Le présent article m’a été très largement inspiré par un lumineux petit ouvrage du logicien belge Philippe Thiry (notamment pour le choix de mes exemples)1. Qu’il en soit remercié dans mes propos liminaires.
Deux épistémologies concurrentes se sont opposées au milieu du XXe siècle, celle issue du Cercle de Vienne et celle de Karl Popper. Toutes deux ont cherché à établir une limite claire entre la science et la non-science. On peut qualifier la première de vérificationniste car elle estime qu’une proposition est scientifique, c’est-à -dire empiriquement signifiante, si et seulement si elle peut être vérifiée par une observation ou déduite logiquement d’une proposition observationnelle. La deuxième sera dite faillibiliste car elle pose qu’une proposition est scientifique si et seulement si elle peut être réfutée par une observation.

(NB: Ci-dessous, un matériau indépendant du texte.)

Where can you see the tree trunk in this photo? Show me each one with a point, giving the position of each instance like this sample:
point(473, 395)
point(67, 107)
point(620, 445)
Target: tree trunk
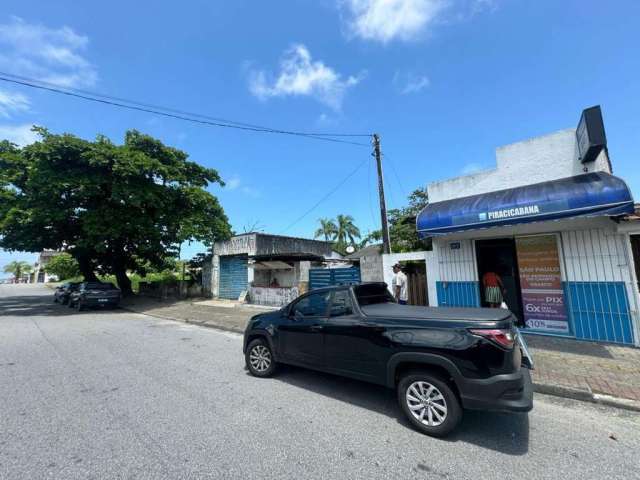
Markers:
point(86, 268)
point(124, 283)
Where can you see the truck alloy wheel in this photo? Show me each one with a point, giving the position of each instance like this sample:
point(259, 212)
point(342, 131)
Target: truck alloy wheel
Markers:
point(426, 403)
point(429, 403)
point(259, 359)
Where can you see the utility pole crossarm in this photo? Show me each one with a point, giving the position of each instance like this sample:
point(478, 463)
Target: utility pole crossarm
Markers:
point(386, 244)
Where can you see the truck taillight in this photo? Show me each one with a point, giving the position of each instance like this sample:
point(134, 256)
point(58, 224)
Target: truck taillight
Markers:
point(504, 338)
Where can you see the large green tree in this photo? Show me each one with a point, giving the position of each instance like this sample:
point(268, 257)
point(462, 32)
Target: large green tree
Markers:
point(18, 268)
point(63, 266)
point(328, 229)
point(402, 224)
point(114, 208)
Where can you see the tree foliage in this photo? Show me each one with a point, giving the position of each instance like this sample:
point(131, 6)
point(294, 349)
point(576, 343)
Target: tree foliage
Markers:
point(402, 225)
point(63, 266)
point(114, 208)
point(342, 232)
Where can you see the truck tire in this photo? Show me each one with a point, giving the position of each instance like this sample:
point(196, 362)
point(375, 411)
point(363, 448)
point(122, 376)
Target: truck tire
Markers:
point(259, 358)
point(429, 403)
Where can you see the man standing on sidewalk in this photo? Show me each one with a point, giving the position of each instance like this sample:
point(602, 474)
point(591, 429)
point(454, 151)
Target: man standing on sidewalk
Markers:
point(399, 285)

Or ces deux critères ne tiennent pas la route.
Admettons en effet que nous affirmions que « tous les chats sont gris ». Cette proposition n’est pas immédiatement réfutable par une observation car on ne peut pas observer tous les chats du monde. Donc elle n’est pas empiriquement signifiante selon un vérificationniste. En revanche, sa négation « il existe un chat qui n’est pas gris » est observable : il suffit de trouver un seul chat noir par exemple. Si elle est observable, elle est bel et bien empiriquement signifiante pour le vérificationnisme. Si elle est observable et vraie, alors sa négation « tous les chats sont gris » est fausse. Si sa négation est fausse, alors, puisqu’elle est logiquement déduite d’une proposition empiriquement signifiante, elle est également empiriquement signifiante, ce qui est contradictoire car nous venons justement de dire qu’elle ne l’était pas. Donc le vérificationnisme n’est pas une théorie cohérente de toutes les propositions scientifiques2.

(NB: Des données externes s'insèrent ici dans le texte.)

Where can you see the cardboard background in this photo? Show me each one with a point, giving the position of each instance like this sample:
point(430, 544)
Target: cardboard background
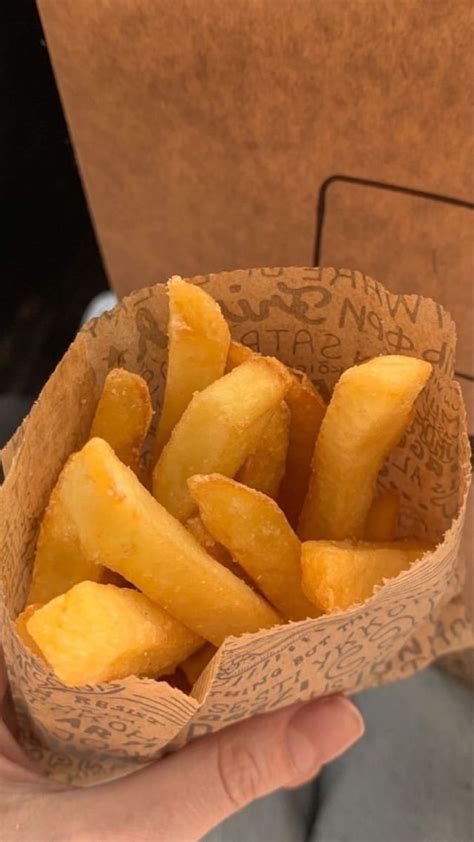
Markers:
point(204, 131)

Admettons ensuite que nous soyons faillibilistes et affirmions à nouveau que « tous les chats sont gris ». Cette affirmation est empiriquement signifiante pour le faillibilisme puisqu’elle est immédiatement réfutable si nous tombons sur un chat noir. Donc elle est fausse. Si elle est fausse, sa négation « il existe un chat qui n’est pas gris » est également empiriquement signifiante. Or cette dernière n’est pas immédiatement réfutable puisqu’elle est vraie. En effet, une proposition vraie n’est pas réfutable : on ne peut réfuter que le faux, pas le vrai. Donc elle n’est pas empiriquement signifiante selon un faillibiliste, ce qui, là aussi, est contradictoire. Autrement dit, le faillibilisme n’est pas non plus une théorie cohérente de toutes les propositions scientifiques.

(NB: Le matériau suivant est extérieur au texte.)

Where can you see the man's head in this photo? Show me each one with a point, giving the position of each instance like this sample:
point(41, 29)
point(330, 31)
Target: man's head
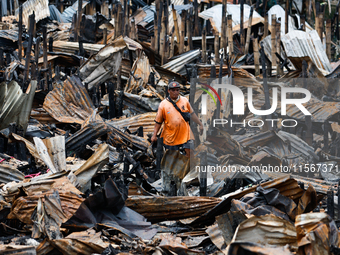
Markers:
point(173, 89)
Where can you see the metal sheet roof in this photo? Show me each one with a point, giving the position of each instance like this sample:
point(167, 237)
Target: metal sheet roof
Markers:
point(280, 13)
point(215, 14)
point(39, 7)
point(299, 44)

Comment dès lors trouver un critère pour faire le départ entre science et non-science? En fait, on ne le peut pas car il n’y a pas de critère général du vrai. Et nous savons qu’il n’y a pas de critère du vrai depuis qu’Alfred Tarski l’a démontré au début des années 1930 dans un théorème de logique qui porte son nom. Tarski a en effet prouvé que nous ne disposions pas d’un critère du vrai qui nous permettrait de déterminer a priori si une proposition est vraie ou fausse.
Cela dit, c’est au fond compréhensible car si tel n’était pas le cas, il nous suffirait de produire aléatoirement des propositions à l’aide d’un ensemble de mots et de leur appliquer ensuite ce critère pour déterminer lesquelles de ces propositions s’appliquent au monde. Nous pourrions faire, pour parodier Gustav Hempel, de la science sans quitter notre chambre.
Il n’y a pas de critère du vrai, c’est-à -dire qu’il n’y a pas de définition universelle de ce qu’est la vérité – définition que nous pourrions consigner par exemple dans un dictionnaire. La vérité n’est pas un concept exprimable. On ne peut définir la vérité qu’en citant une collection de propositions vraies. La vérité est donc un concept transcendant, si partranscendant on entend tout concept dont on sait qu’il recouvre une réalité sans pouvoir la définir autrement qu’en en montrant des exemples. Conformément aux intuitions de Wittgenstein, la vérité est transcendante puisqu’elle se montre, mais ne se dit pas.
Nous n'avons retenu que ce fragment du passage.